Authors Wang X, Goldstein D, Crowe P, Yang J

Received 17 May 2016

Accepted for publication 12 August 2016

Published 6 September 2016 Volume 2016:9 Pages 5461—5473

DOI https://doi.org/10.2147/OTT.S94745

Checked for plagiarism Yes

Review by Single-blind

Peer reviewers approved by Dr Ram Prasad

Peer reviewer comments 2

Editor who approved publication: Dr Faris Farassati


Xiaochun Wang,1,2 David Goldstein,3 Philip J Crowe,1,2 Jia-Lin Yang1,2

1Department of Surgery, 2Sarcoma and Nanooncology Group, Adult Cancer Program, Lowy Cancer Research Centre, 3Department of Medical Oncology, Prince of Wales Clinical School, Faculty of Medicine, University of New South Wales, Sydney, NSW, Australia

Abstract:
Tyrosine kinase inhibitors (TKIs) against human epidermal growth factor receptor (EGFR/HER) family have been introduced into the clinic to treat cancers, particularly non-small-cell lung cancer (NSCLC). There have been three generations of the EGFR/HER-TKIs. First-generation EGFR/HER-TKIs, binding competitively and reversibly to the ATP-binding site of the EGFR TK domain, show a significant breakthrough treatment in selected NSCLC patients with activating EGFR mutations (actEGFRm) EGFRL858R and EGFRDel19, in terms of safety, efficacy, and quality of life. However, all those responders inevitably develop acquired resistance within 12 months, because of the EGFRT790M mutation, which prevents TKI binding to ATP-pocket of EGFR by steric hindrance. The second-generation EGFR/HER-TKIs were developed to prolong and maintain more potent response as well as overcome the resistance to the first-generation EGFR/HER-TKIs. They are different from the first-generation EGFR/HER-TKIs by covalently binding to the ATP-binding site, irreversibly blocking enzymatic activation, and targeting EGFR/HER family members, including EGFR, HER2, and HER4. Preclinically, these compounds inhibit the enzymatic activation for actEGFRm, EGFRT790M, and wtEGFR. The second-generation EGFR/HER-TKIs improve overall survival in cancer patients with actEGFRm in a modest way.

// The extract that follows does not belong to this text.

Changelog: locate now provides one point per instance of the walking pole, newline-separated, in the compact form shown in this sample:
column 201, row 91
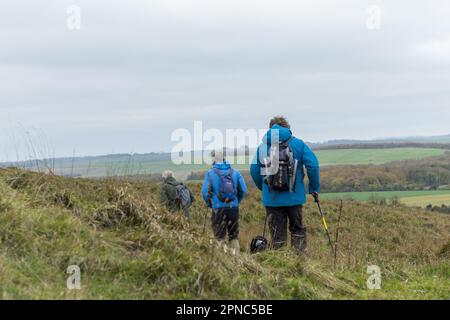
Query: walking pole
column 324, row 222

However, they are not clinically active in overcoming EGFRT790M resistance, mainly because of dose-limiting toxicity due to simultaneous inhibition against wtEGFR. The third-generation EGFR/HER-TKIs selectively and irreversibly target EGFRT790M and actEGFRm while sparing wtEGFR. They yield promising efficacy in NSCLC patients with actEGFRm as well as EGFRT790M resistant to the first- and second-generation EGFR-TKIs. They also appear to have a lower incidence of toxicity due to the reduced inhibitory effect on wtEGFR. Currently, the first-generation EGFR/HER-TKIs gefitinib and erlotinib and second-generation EGFR/HER-TKI afatinib have been approved for use as the first-line treatment of metastatic NSCLC with actEGFRm. This review will summarize and evaluate a broad range of evidence of recent development of EGFR/HER-TKIs, with a focus on the second- and third-generation EGFR/HER-TKIs, in the treatment of patients with NSCLC harboring EGFR mutations.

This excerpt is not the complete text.